According to her estimates of the distances and directions she had traveled, Cha Thrat should be somewhere between the Hudlar and Tralthan levels. The tunnel walls should have been carrying the thick, heavily insulated power cables for the FROBs’ artificial gravity grids and at least
one distinctively marked pipe to supply their nutrient sprayers, as well as the air, water, and return waste conduits required by the warm-blooded, oxygen-breathing FGLIs. But the cable runs bore color combinations that should not have been there, and the only atmosphere line visible was the small-diameterpipe supplying air to the tunnel itself. Irritated with herself, she pressed the nearest audible label.
“I am an automatic self-monitoring control unit for synthesizer process One Twelve B,” it said importantly. “Press blue stud and access panel will move aside. Warning. Only the container and audible label are reusable. If faulty, components must be replaced and not repaired. Not to be opened by MSVK, LSVO, or other species with low radiation tolerance unless special protective measures are taken.”
She had no desire to open the cabinet, even though her radiation monitor was indicating that the area was safe for her particular life-form. At the next alcove she had another look at her map and list of color codings.
Somehow she had wandered into one of the sections that were inhabited only by automatic machinery. The map indicated fifteen such areas within the main hospital complex, and none of them was anywhere near her planned route. Plainly she had taken a wrong turning, perhaps a series of wrong turnings, soon after leaving the spiral tunnel connecting the PVSJ ward with its new operating room.

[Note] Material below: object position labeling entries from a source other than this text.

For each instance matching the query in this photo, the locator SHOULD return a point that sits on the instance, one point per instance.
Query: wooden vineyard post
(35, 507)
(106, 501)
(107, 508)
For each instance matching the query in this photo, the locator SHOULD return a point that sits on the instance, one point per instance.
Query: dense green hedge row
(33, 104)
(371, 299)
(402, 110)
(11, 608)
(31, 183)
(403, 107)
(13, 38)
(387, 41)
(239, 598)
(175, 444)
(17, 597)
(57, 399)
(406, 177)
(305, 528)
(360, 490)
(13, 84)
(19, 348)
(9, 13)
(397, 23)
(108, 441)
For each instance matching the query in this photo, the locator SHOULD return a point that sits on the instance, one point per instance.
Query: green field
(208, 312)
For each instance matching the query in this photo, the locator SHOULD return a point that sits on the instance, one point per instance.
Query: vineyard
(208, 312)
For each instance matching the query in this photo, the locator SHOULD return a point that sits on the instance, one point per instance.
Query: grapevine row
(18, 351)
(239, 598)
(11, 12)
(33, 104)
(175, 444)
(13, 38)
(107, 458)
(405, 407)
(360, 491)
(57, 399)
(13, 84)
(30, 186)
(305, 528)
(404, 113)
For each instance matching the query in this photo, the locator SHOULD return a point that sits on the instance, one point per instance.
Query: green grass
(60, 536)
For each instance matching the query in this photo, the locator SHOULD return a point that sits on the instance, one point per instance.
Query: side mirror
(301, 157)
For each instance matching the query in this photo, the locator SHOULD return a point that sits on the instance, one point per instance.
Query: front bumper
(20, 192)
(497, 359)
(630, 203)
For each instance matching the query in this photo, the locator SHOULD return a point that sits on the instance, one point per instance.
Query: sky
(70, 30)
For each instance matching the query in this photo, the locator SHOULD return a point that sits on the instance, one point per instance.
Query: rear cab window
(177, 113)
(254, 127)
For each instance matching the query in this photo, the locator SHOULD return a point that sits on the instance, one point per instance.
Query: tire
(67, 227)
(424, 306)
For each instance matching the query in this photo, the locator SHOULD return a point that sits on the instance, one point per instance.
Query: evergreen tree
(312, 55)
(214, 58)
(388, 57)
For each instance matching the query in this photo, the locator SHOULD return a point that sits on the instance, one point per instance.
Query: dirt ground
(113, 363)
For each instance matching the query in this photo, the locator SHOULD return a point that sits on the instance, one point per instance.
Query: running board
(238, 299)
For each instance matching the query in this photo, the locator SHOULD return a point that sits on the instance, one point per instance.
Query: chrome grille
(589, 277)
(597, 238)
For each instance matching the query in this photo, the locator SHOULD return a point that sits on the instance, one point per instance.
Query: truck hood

She moved on again, watching the tunnel walls and roof in the hope that the next change in the color codings would give her a clue to where she might be. She also cursed her own stupidity aloud and touched every label she passed, but soon decided that both activities were nonproductive. It was a wise decision because, at the next tunnel intersection, she heard distant voices.
Timmins had told her not to speak to anyone or to enter any of the public corridors. But, she reasoned, if she was already hopelessly off-course then there was nothing to stop her taking the side tunnel and moving toward the sound. Perhaps by listening at one of the corridor ventilating grilles she might overhear a conversation that would give her a clue to her present whereabouts.